Fingir que o 'Não' irlandês nunca existiu é liquidar credibilidade da Europa criar PDF versão para impressão
19-Jun-2008
Campanha pelo Não na Irlanda. Foto de infomatique, FlickRO eurodeputado do Bloco reagiu ao "Não" irlandês ao Tratado de Lisboa e à vontade manifestada por Durão Barroso de prosseguir com as ratificações. "Qualquer opção que, em nome da eficácia de decisão, diminua a democracia e assalte autoritariamente as regras por todos aceites, é um erro e uma irresponsabilidade de consequências incalculáveis", diz Miguel Portas. Leia aqui a declaração do Bloco de Esquerda

Declaração do Bloco de Esquerda

Miguel Portas1. No único referendo que, por imperativo constitucional, se realizou na União Europeia sobre o Tratado de Lisboa, a maioria dos irlandeses disse Não. Pode dizer-se que eles votaram por todos os que, na União, foram impedidos de o fazer e o resultado está à vista.

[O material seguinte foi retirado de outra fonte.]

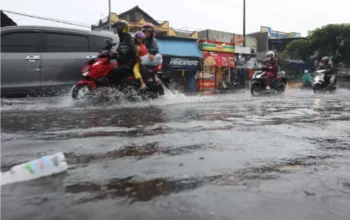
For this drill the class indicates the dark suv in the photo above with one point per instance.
(45, 59)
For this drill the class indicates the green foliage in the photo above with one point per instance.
(331, 40)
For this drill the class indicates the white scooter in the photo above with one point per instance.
(319, 84)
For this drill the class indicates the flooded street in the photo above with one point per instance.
(227, 156)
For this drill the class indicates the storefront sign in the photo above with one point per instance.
(239, 39)
(217, 46)
(218, 59)
(183, 63)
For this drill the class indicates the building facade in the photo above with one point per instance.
(137, 18)
(217, 64)
(181, 59)
(268, 39)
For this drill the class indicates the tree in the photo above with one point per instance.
(299, 48)
(331, 40)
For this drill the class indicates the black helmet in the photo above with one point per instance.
(121, 26)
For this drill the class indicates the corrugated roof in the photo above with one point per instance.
(179, 48)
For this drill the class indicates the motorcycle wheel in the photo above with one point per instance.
(81, 92)
(255, 89)
(317, 88)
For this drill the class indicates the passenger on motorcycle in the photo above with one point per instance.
(125, 53)
(307, 78)
(141, 50)
(272, 67)
(326, 65)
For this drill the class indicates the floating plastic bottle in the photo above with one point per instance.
(34, 169)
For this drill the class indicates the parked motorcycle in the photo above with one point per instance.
(258, 83)
(319, 84)
(96, 75)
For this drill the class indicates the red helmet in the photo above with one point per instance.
(149, 27)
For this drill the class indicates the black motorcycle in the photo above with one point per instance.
(258, 83)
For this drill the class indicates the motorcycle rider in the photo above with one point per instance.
(307, 78)
(141, 50)
(326, 65)
(272, 67)
(151, 43)
(126, 51)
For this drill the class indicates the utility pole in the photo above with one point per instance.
(109, 15)
(243, 23)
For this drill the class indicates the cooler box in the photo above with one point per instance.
(203, 84)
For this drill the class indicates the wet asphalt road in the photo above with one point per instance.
(200, 157)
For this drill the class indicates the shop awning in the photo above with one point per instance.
(179, 47)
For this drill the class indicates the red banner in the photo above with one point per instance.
(218, 59)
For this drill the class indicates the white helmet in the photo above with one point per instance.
(271, 53)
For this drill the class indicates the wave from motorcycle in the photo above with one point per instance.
(319, 84)
(96, 78)
(258, 83)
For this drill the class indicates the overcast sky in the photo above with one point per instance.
(225, 15)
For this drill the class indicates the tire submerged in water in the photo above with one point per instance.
(80, 92)
(255, 89)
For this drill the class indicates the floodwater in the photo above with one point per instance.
(226, 156)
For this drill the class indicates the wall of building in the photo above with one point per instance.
(262, 41)
(278, 34)
(213, 35)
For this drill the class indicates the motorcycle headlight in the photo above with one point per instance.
(97, 63)
(85, 72)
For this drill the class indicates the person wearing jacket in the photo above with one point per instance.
(272, 67)
(141, 50)
(151, 43)
(307, 78)
(126, 52)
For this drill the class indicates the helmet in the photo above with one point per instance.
(140, 34)
(149, 27)
(325, 60)
(121, 26)
(271, 54)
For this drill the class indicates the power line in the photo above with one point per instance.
(50, 19)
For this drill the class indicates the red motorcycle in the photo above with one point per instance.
(96, 75)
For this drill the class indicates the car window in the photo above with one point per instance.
(19, 42)
(66, 43)
(98, 42)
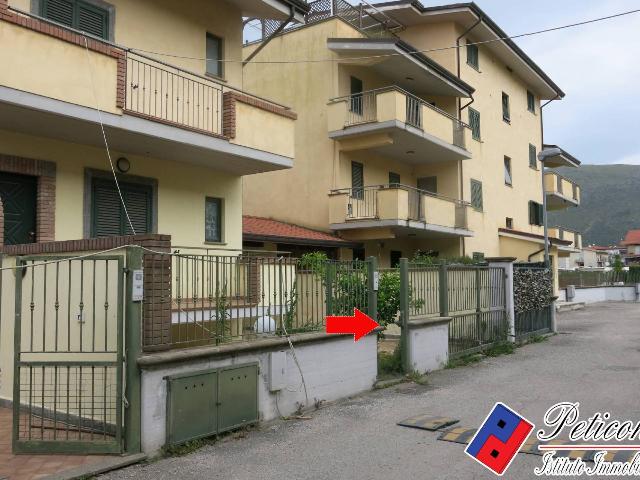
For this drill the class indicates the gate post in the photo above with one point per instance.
(372, 287)
(507, 264)
(133, 349)
(404, 315)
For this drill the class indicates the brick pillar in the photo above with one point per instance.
(45, 210)
(157, 301)
(229, 114)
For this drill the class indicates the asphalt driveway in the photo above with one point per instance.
(594, 360)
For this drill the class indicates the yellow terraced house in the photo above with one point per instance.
(405, 142)
(181, 133)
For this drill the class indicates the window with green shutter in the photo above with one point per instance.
(472, 55)
(531, 102)
(506, 111)
(357, 180)
(476, 194)
(533, 157)
(536, 213)
(474, 123)
(108, 217)
(213, 220)
(84, 16)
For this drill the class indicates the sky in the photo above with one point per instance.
(597, 66)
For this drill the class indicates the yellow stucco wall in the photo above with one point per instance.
(177, 28)
(182, 188)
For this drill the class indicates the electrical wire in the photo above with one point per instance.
(104, 135)
(412, 52)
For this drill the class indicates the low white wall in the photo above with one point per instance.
(625, 293)
(333, 368)
(428, 343)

2. O Tratado de Lisboa morreu. Como o próprio presidente da comissão europeia repetiu à exaustão, não há plano B. Um Tratado só entra em vigor quando todos os contratantes o ratificam. Isso, mais uma vez, não se verificou. Fingir que este novo Não nunca existiu e prosseguir com as restantes ratificações parlamentares é, não apenas mudar as regras a meio do jogo, como liquidar, à luz dos povos, a credibilidade das relações entre Estados na União e entre estes e os respectivos cidadãos.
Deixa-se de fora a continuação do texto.